Side note here – on microwaves with the touch panel controls, the clock on that panel will work by just hooking it up to power. The rest of the box doesn’t matter – the clock will run and the buttons beep just fine.
Here I was with a perfectly non-working microwave on my hands and an idea in my mind. What would it take to convert this appliance into one of those street-side libraries?
The first thing I decided was that the clock was going be running – whatever that required (which wasn’t all that much) and it was going to look different than all the others.
After a month or so of intermittent work, it was read for its debut.

Notice that the clock is running. Sadly, my second trick did not work – the door light broke somewhere along the way.

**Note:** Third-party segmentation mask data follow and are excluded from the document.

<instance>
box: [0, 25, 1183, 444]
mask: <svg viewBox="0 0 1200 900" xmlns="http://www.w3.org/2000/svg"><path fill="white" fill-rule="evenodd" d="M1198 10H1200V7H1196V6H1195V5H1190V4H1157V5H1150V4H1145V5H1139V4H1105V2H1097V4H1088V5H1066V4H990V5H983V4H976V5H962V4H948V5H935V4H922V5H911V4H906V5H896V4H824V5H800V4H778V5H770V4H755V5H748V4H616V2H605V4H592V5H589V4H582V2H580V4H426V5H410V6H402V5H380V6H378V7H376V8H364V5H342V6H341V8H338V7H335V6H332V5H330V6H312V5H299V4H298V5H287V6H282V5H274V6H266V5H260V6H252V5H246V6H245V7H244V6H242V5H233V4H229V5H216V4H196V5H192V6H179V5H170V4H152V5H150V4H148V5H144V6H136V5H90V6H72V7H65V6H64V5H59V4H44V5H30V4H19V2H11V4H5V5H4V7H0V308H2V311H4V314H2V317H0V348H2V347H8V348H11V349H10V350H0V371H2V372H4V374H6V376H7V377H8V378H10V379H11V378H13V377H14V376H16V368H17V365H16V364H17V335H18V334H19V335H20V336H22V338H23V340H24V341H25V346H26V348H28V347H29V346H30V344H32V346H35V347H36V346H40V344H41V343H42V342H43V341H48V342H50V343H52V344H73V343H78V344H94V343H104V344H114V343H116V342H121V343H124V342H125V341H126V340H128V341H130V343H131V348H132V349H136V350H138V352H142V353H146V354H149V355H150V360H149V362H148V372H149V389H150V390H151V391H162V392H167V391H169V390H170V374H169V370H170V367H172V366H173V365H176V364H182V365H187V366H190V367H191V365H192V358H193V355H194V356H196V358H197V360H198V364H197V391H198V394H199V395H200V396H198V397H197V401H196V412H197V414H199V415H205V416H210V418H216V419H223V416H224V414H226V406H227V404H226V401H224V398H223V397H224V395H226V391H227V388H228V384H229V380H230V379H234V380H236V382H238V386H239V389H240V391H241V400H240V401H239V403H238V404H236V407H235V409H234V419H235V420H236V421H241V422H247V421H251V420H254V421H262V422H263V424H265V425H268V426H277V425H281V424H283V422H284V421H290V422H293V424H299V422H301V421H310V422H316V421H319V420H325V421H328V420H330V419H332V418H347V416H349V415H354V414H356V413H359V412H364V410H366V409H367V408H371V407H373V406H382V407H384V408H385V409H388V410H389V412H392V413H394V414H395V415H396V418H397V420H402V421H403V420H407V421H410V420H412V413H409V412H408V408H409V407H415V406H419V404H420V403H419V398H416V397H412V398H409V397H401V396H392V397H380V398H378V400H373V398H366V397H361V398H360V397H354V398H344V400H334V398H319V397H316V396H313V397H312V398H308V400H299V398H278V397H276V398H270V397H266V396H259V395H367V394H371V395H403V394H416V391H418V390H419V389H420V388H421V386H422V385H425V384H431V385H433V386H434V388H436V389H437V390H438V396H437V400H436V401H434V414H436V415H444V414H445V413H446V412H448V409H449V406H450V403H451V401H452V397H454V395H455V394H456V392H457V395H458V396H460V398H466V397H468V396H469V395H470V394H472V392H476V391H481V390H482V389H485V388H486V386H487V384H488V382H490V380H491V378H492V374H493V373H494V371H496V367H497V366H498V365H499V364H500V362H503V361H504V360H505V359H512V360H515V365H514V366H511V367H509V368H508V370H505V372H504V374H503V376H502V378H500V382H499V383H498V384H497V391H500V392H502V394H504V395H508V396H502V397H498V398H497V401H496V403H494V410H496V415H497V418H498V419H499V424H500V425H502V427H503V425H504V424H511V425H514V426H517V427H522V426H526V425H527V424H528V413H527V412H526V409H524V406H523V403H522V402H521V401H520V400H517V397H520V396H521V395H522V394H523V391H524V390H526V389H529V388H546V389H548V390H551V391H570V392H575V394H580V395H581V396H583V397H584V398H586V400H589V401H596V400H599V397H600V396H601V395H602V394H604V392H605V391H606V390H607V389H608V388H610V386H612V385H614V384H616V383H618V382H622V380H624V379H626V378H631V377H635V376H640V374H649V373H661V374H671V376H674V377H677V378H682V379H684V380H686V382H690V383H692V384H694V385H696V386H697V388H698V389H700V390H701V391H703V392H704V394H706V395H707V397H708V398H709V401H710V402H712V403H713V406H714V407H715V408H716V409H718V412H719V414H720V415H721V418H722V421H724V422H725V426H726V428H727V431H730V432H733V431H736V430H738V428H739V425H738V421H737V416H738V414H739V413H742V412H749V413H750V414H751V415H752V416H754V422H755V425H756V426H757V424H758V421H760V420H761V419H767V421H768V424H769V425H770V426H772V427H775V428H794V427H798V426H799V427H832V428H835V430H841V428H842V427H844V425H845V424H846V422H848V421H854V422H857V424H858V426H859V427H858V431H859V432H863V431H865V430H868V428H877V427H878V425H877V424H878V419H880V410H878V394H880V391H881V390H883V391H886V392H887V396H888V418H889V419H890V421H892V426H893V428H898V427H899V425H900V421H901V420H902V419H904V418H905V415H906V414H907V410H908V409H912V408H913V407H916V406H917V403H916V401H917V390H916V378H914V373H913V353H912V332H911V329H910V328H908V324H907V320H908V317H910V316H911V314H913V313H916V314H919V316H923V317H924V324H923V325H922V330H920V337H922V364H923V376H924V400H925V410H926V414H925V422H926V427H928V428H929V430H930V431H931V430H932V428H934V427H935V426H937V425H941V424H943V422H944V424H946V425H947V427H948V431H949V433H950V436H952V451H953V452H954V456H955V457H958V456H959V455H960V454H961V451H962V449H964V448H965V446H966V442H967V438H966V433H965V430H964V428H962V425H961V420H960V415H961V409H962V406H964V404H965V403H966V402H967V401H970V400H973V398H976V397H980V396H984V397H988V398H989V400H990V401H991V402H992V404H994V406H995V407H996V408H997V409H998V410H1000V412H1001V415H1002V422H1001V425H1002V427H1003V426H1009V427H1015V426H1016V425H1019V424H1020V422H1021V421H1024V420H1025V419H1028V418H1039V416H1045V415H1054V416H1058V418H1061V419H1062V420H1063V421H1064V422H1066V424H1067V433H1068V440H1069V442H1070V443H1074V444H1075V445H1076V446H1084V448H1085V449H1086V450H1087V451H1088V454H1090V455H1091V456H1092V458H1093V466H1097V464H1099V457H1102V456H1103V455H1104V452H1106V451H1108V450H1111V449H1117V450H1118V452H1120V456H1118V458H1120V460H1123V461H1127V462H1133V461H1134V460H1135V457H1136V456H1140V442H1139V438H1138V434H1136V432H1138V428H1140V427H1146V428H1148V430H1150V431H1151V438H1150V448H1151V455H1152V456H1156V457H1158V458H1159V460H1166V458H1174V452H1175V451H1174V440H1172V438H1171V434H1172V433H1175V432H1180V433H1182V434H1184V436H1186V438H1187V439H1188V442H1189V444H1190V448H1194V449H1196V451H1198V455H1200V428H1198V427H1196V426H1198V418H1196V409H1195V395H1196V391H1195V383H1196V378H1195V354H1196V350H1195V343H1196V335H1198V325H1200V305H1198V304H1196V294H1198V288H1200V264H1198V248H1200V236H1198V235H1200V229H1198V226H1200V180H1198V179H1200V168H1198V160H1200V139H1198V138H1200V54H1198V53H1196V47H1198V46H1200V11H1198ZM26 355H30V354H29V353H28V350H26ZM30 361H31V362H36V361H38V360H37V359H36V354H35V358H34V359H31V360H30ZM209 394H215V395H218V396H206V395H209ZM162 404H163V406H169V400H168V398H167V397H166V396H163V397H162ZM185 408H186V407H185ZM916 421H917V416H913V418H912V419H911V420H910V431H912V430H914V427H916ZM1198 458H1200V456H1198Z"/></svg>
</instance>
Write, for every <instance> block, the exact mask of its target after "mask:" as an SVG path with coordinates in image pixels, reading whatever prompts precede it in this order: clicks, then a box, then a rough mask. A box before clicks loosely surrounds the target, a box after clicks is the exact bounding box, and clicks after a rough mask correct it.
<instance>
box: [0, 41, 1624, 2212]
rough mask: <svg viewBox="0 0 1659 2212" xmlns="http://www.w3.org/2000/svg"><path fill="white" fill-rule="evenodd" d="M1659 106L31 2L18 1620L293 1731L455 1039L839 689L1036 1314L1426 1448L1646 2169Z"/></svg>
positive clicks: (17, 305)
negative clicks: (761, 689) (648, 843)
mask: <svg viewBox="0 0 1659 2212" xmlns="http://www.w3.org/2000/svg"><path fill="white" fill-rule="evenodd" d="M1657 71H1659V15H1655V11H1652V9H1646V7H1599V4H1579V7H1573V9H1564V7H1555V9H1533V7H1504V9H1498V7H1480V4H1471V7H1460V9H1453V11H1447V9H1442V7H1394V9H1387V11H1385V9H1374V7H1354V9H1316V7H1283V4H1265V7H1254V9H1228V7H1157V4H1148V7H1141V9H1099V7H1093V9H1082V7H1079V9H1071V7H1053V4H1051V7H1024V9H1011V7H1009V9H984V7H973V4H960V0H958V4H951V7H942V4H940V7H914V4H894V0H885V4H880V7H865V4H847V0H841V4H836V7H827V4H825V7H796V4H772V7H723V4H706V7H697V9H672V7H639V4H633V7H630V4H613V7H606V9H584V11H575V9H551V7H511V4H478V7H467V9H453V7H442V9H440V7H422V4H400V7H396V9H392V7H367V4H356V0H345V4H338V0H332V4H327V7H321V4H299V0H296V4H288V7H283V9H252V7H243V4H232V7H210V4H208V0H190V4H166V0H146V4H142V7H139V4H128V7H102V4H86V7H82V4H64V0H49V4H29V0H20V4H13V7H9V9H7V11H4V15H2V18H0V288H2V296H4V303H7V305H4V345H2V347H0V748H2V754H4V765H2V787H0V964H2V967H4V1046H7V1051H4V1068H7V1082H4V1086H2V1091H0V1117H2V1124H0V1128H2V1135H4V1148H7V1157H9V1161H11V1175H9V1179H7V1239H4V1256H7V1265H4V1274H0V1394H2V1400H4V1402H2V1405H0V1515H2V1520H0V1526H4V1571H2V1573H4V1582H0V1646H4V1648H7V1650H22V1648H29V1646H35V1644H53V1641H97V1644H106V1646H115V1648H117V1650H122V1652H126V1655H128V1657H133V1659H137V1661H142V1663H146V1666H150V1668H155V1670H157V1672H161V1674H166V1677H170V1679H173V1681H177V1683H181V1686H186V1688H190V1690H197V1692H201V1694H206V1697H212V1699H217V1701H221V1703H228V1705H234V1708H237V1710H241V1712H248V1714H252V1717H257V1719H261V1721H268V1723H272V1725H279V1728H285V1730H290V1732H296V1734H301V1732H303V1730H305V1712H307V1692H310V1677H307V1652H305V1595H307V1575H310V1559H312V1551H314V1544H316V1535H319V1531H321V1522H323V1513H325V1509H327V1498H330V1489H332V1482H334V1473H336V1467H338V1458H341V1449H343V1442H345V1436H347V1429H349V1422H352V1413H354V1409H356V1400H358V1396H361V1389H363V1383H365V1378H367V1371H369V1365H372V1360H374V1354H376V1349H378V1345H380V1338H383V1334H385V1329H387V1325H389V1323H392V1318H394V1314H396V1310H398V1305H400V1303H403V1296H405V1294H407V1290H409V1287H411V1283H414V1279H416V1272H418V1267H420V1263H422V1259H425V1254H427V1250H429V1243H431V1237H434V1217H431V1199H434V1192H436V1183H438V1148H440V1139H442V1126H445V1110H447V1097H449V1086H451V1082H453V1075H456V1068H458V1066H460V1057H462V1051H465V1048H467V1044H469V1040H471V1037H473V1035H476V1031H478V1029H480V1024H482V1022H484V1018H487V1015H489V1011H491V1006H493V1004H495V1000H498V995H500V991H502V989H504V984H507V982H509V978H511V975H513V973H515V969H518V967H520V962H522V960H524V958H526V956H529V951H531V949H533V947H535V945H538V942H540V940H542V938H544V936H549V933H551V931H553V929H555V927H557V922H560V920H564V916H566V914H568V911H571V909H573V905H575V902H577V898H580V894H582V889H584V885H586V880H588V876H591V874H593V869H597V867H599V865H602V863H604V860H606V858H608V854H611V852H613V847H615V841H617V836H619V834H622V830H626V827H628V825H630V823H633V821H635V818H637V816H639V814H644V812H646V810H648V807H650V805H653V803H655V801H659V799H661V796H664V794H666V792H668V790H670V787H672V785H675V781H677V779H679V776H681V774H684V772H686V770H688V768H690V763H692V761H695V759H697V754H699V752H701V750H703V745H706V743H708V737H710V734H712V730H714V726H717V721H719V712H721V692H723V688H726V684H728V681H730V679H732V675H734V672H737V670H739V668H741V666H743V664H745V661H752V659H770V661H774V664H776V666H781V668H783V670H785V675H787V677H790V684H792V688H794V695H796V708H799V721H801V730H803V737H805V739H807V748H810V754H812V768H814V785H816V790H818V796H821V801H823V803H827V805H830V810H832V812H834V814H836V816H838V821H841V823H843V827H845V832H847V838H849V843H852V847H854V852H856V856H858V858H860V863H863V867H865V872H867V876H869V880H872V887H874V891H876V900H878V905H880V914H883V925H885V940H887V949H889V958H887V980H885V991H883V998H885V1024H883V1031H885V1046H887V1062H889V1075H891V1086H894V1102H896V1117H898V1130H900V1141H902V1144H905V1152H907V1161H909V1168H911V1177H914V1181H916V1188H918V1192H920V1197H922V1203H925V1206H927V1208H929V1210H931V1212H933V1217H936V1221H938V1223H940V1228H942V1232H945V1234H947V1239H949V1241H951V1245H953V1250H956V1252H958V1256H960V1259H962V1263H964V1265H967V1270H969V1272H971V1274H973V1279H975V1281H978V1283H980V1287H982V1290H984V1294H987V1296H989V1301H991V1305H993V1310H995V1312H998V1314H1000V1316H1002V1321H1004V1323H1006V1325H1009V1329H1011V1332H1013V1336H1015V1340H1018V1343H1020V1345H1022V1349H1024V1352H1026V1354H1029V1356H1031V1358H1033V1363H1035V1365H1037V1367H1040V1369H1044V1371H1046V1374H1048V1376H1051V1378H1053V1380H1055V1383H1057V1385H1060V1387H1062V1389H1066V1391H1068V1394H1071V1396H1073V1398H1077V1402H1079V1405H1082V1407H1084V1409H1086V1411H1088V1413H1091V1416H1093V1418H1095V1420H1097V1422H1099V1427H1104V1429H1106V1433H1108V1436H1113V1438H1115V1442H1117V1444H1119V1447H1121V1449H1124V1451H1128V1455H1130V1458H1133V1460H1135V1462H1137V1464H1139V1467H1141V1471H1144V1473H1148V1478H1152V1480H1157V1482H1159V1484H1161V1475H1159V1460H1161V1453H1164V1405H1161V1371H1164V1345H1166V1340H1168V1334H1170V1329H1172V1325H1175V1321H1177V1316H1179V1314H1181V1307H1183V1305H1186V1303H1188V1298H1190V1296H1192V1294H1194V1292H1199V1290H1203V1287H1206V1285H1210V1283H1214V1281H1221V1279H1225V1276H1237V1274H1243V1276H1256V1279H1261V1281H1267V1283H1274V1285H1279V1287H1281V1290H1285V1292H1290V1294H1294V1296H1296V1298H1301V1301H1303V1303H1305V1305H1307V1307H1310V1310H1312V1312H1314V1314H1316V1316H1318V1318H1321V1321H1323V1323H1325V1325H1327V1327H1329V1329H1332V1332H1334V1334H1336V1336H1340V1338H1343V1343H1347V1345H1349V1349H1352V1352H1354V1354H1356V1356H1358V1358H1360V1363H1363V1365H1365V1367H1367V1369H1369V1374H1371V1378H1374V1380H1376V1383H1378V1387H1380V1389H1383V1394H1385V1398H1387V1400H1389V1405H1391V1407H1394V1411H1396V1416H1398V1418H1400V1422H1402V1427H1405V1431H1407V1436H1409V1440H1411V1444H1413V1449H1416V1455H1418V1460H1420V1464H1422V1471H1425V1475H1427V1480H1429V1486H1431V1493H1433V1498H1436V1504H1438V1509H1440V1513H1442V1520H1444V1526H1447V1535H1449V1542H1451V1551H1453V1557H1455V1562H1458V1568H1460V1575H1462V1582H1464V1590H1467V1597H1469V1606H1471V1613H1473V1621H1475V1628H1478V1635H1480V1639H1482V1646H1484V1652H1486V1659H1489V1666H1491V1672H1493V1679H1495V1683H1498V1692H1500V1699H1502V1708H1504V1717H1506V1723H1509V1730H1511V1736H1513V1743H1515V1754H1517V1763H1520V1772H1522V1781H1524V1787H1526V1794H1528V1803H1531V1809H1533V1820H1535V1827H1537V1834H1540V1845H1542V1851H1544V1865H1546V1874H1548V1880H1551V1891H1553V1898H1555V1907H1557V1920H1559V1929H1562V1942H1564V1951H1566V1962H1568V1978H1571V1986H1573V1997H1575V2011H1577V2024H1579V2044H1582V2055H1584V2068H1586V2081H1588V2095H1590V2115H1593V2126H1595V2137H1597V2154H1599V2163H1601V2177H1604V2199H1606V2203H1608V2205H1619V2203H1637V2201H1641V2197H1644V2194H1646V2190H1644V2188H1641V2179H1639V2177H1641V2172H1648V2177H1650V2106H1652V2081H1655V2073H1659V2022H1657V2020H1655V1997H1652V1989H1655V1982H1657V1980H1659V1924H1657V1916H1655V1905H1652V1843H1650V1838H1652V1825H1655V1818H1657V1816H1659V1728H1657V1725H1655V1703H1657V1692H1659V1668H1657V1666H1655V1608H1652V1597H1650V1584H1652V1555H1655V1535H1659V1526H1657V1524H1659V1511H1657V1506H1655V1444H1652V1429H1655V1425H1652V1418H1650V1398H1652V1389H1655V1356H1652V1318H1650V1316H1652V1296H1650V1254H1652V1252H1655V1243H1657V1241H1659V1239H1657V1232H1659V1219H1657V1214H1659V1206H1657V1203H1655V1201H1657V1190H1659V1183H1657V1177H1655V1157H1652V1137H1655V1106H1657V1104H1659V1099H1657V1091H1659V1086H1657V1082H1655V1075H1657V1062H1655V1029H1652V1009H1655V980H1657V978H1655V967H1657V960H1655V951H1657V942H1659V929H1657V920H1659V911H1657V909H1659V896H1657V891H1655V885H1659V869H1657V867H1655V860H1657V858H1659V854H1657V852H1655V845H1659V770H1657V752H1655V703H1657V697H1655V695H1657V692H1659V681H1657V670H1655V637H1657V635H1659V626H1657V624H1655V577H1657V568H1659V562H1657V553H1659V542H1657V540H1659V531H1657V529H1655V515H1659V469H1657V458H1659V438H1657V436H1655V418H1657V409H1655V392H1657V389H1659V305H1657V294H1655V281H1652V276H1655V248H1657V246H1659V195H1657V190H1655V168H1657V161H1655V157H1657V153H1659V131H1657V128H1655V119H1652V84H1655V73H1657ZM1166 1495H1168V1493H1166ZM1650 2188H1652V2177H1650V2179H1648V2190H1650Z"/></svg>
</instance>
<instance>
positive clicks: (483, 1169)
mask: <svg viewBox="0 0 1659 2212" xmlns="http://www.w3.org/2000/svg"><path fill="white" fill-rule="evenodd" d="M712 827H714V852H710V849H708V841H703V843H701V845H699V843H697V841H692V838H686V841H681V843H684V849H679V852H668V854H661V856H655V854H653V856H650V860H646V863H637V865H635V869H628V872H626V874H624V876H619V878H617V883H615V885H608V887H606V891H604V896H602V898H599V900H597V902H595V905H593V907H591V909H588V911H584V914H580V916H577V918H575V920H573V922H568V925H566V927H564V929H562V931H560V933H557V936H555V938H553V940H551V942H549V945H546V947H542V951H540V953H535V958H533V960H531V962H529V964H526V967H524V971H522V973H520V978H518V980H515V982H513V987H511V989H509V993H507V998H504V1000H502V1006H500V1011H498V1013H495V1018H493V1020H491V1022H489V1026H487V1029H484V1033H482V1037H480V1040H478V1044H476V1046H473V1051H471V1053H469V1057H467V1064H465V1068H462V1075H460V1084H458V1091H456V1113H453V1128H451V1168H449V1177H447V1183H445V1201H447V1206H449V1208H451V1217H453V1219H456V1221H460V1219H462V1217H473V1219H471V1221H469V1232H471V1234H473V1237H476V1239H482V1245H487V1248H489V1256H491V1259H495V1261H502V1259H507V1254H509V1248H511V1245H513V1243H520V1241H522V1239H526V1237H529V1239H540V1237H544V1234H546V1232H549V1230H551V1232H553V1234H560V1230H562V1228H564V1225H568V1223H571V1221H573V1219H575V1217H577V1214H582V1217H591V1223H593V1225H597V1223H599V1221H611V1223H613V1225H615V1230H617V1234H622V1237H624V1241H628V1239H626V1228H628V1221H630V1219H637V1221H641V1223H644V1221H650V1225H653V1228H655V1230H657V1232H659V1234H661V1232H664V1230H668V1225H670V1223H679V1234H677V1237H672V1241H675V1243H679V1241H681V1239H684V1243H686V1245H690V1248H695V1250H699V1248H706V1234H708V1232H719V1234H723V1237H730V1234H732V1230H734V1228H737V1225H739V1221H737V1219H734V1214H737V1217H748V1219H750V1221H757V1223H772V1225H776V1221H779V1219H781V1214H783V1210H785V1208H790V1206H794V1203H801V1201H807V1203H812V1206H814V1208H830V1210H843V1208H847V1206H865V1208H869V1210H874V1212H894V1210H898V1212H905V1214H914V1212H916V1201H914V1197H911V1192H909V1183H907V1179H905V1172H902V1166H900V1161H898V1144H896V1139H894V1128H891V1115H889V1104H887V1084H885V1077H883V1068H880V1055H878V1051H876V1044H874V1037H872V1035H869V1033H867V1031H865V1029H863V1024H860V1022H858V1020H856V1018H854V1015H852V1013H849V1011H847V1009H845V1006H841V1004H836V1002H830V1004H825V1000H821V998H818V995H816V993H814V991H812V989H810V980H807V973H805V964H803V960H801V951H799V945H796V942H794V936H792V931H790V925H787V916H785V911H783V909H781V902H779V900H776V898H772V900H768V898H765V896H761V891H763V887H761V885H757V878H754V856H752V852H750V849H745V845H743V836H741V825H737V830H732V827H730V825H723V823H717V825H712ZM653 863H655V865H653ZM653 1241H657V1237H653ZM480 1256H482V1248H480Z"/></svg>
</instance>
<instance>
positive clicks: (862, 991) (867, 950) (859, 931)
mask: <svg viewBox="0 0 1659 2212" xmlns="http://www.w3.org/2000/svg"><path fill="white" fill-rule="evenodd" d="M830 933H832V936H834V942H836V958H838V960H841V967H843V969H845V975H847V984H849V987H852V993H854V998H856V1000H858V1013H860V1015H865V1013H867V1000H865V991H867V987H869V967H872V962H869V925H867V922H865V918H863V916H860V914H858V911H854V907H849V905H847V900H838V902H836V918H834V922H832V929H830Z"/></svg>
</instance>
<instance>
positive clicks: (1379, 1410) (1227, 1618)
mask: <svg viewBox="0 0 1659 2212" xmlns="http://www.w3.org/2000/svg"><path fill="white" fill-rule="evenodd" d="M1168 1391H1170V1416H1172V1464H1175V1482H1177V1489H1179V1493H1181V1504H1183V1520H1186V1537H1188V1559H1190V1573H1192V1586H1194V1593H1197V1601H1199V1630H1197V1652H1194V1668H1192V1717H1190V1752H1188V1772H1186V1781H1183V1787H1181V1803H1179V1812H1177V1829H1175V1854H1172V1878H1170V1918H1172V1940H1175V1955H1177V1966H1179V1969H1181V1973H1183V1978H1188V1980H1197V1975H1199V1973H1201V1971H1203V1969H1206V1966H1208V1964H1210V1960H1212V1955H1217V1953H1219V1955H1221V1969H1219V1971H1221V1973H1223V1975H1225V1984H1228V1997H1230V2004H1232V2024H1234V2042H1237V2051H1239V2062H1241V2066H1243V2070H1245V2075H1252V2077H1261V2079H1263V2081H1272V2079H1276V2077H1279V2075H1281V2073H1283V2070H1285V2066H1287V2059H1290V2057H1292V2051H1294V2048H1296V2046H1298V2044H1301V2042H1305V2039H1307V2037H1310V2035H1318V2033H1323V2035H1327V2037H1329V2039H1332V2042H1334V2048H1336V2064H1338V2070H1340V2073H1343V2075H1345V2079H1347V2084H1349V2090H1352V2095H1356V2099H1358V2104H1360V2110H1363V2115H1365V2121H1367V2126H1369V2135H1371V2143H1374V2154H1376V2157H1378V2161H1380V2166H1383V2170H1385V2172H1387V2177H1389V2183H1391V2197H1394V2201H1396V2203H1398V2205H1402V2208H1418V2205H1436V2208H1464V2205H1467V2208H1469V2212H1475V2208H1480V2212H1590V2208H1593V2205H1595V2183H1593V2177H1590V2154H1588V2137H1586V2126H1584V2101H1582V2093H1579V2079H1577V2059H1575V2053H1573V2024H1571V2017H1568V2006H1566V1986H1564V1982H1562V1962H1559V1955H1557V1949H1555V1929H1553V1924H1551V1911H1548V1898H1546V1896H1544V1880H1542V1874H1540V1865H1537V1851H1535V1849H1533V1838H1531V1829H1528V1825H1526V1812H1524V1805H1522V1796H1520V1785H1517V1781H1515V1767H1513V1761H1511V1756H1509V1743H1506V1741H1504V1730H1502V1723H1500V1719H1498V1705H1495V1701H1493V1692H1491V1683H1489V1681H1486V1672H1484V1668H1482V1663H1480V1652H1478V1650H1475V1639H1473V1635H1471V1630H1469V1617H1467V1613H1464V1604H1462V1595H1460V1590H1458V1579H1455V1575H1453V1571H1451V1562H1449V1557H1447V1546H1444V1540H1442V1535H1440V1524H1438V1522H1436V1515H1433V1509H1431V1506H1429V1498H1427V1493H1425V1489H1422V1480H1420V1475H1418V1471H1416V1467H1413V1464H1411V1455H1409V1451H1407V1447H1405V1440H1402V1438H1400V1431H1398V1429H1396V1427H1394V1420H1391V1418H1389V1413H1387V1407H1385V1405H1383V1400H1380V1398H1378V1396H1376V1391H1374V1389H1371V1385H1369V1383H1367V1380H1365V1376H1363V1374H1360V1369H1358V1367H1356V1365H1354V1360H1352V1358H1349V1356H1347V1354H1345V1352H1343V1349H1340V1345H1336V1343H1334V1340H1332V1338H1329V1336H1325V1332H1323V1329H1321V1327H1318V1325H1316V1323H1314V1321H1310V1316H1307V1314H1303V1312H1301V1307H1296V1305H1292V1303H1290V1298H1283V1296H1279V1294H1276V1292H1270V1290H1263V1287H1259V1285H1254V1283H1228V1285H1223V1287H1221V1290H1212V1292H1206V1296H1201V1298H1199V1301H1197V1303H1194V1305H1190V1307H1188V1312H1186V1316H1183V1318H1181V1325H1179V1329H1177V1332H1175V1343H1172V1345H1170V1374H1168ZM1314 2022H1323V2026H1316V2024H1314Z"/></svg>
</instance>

It has been amusing to watch people do double -takes at a microwave. Some asked if it was a mailbox – now that would have been interesting but would not meet Postal Service regulations. More than a few times a car coming down our street stopped, backed up so someone could take a second look an/or a picture.
But I was not done! It took awhile for the next thing to come along – lights. I had a couple rolls of LED light strips and a bunch of strange looking retired CPAP hoses. It was supposed to be sort of hair – but once I built the “head” it was clear they were the tendrils of Medusa.
After a bit of refitting, the tendrils were installed and lit up.
But not done yet! The tendrils have been updated with internal structure to allow them to be posed. And a WARNING sign added (picture to add).

So what’s the closer on this one? This microwave told me to give it a second life – a public one for anyone who walks by. We have taken books from Medusa and out them on our bookshelves. Slowly our inventory of long-outgrown stuffed animals are being re-homed.
“Take a book, leave a book” – Community. So needed during these plague years. Not much in and of itself, but just wait until we finally retire our 30+ year old Kenworth clothes dryer!